Biagio Pancino, Disegnocolore

La mostra “L’Arte come Ossessione”, dedicata a Biagio Pancino presso la galleria comunale Ai Molini di Portogruaro (VE) dal 29 aprile al 24 giugno, vede “Parcours” che sono 30 metri di pittura segnico-futurista alta 2 metri degli anni Settanta (1971). E la “Grande Biblioteca” (1985/1993) che è il tentativo di sistematizzare e controllare il mondo dei valori umani e che discende dalla catalogazione aristotelica. Trattasi, in ultima analisi, della storia di due ossessioni/possessioni visivo artistiche di un nostro grande Protagonista  dell’Arte Italiana; così viene descritto da Roberto Daolio e Renato Barilli nel catalogo della mostra Anniottanta, Mazzotta editore, 1985.

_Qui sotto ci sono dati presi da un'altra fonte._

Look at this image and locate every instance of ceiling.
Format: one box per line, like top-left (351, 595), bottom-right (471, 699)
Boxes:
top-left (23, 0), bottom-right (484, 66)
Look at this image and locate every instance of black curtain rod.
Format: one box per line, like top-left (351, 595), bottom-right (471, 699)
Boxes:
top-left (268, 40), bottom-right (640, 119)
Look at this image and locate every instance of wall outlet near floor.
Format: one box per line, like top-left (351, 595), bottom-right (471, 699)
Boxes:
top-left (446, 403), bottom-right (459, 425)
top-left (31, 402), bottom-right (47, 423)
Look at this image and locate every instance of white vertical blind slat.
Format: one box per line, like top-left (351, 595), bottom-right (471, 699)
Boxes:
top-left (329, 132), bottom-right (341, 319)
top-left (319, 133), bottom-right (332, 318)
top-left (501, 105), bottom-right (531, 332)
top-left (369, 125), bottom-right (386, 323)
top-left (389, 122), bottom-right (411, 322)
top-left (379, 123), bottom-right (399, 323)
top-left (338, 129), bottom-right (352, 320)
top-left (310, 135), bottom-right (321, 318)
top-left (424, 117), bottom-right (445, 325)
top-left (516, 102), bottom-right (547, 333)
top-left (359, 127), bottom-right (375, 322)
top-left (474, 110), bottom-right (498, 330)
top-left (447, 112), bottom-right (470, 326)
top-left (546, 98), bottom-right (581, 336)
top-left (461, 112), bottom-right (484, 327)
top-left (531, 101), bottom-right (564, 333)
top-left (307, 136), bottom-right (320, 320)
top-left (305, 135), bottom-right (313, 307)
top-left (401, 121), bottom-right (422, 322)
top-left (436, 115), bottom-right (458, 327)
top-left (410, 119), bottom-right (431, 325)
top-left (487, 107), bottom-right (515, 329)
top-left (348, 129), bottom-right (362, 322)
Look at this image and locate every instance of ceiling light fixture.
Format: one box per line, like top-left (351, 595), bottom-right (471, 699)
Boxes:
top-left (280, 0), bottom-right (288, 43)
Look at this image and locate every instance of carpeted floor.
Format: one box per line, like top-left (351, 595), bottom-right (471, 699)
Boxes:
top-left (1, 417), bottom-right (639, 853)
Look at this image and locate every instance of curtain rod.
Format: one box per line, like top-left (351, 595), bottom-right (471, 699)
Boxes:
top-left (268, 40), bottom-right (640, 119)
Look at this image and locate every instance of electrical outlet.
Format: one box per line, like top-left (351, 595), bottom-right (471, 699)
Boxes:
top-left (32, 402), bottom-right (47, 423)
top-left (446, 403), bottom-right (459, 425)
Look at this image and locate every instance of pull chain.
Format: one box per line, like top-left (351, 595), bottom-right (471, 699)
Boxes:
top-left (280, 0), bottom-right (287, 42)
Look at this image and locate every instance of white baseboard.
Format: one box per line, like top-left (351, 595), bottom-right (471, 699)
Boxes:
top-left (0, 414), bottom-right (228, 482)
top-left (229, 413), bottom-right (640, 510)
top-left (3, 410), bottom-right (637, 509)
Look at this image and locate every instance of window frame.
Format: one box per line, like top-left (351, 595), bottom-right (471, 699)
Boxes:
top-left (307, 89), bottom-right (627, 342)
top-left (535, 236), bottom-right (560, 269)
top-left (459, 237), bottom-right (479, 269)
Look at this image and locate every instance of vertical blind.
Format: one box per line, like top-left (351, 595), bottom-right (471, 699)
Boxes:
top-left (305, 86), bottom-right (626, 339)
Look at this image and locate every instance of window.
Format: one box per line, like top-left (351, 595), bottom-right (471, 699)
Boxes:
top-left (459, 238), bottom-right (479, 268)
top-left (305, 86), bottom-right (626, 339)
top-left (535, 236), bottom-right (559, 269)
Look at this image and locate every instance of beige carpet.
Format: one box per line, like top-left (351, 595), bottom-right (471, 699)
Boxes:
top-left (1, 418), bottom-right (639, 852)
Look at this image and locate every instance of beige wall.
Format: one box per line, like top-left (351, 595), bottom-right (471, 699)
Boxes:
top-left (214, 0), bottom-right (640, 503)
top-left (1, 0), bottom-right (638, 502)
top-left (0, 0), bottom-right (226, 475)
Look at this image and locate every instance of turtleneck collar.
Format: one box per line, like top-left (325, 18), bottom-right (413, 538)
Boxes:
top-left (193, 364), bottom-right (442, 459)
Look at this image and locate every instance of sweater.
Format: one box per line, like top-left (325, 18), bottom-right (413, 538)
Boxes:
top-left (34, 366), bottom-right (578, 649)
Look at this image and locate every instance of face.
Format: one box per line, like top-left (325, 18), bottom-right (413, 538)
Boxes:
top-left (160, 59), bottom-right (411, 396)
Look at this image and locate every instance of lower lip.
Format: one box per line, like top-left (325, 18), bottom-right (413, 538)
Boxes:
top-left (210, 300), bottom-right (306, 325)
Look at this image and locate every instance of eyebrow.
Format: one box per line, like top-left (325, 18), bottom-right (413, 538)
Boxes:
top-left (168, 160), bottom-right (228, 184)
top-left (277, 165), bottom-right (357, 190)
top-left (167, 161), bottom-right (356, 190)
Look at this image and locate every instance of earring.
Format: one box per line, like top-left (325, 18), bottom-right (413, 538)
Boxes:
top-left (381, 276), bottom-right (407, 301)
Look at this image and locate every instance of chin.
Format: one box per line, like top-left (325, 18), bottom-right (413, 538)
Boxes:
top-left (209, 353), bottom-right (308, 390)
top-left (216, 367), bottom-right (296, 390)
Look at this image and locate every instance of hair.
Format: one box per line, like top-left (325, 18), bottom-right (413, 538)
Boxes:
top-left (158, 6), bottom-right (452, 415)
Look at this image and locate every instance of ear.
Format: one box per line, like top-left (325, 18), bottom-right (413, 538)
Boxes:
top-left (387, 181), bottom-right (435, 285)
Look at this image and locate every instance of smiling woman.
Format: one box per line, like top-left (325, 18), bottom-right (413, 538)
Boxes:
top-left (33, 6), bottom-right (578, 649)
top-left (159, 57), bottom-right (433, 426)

Nato a Santo Stino di Livenza (VE) nel 1931, la sua carriera di autodidatta inizia con la frequentazione di pittori regionali veneti. Nel 1948 emigra, prima a Zurigo, poi a Parigi, dove dal 1952 si stabilisce definitivamente. Tiene contatti con l’ambiente spazialista veneziano, grazie all’amico Joppolo col quale si è incontrato con Tancredi a Parigi, dove lo stesso Beniamino Joppolo si è stabilito dal 1954. Pancino dopo un inizio pittorico alla luce di un realismo sociale si avventura in pittura cubo/futurista derivatagli dalla frequentazione degli studi di Severini e di Leger. Questa pittura viene presto superata dall’informale degli anni Cinquanta, che vigeva allora in Parigi, mescolato a quello spazial/futurista delle rimpatriate veneziane. Dal ’68 al 1975 espone le sue ricerche sul colore e sul vuoto accanto ad artisti come Daniel Buren e Niele Toroni per avviare, subito dopo il ’75, una sua personale riflessione sull’Effimero e la caducità della materia che pervadono la vita e l’arte contemporanea. Ciò lo conduce all’inserimento nel quadro di materiali organici, e quindi deperibili, a dimostrazione dell’ineluttabilità di un destino di consunzione che investe l’opera stessa la quale si salva solo attraverso la pellicola colorata che egli dà a questi elementi organici (Carciofi, e soprattutto Patate) definendo il tutto come Universalis Polychromia . Negli anni Ottanta tiene alcune conferenze/performance al Beaubourg e nel 1985 viene chiamato da Renato Barilli alla mostra Anniottanta di Rimini dove è posto fra i Protagonisti Italiani. Giorgio Celli l’entomologo, e il critico Roberto Daolio, s’interesseranno a questa sua fase sull’Effimero che viene storicizzata nel 1981 con un libretto a loro firma in una mostra a Palermo dentro la Vuccirìa. Biagio Pancino, da quel momento in poi firmatosi come BP, vive e lavora nei dintorni di Sens, nella splendida campagna parigina, che lo  ha onorato con mostre personali e una grande recente antologica. In Italia ha pubblicato 5 libri sulla sua opera tutti curati da Boris Brollo.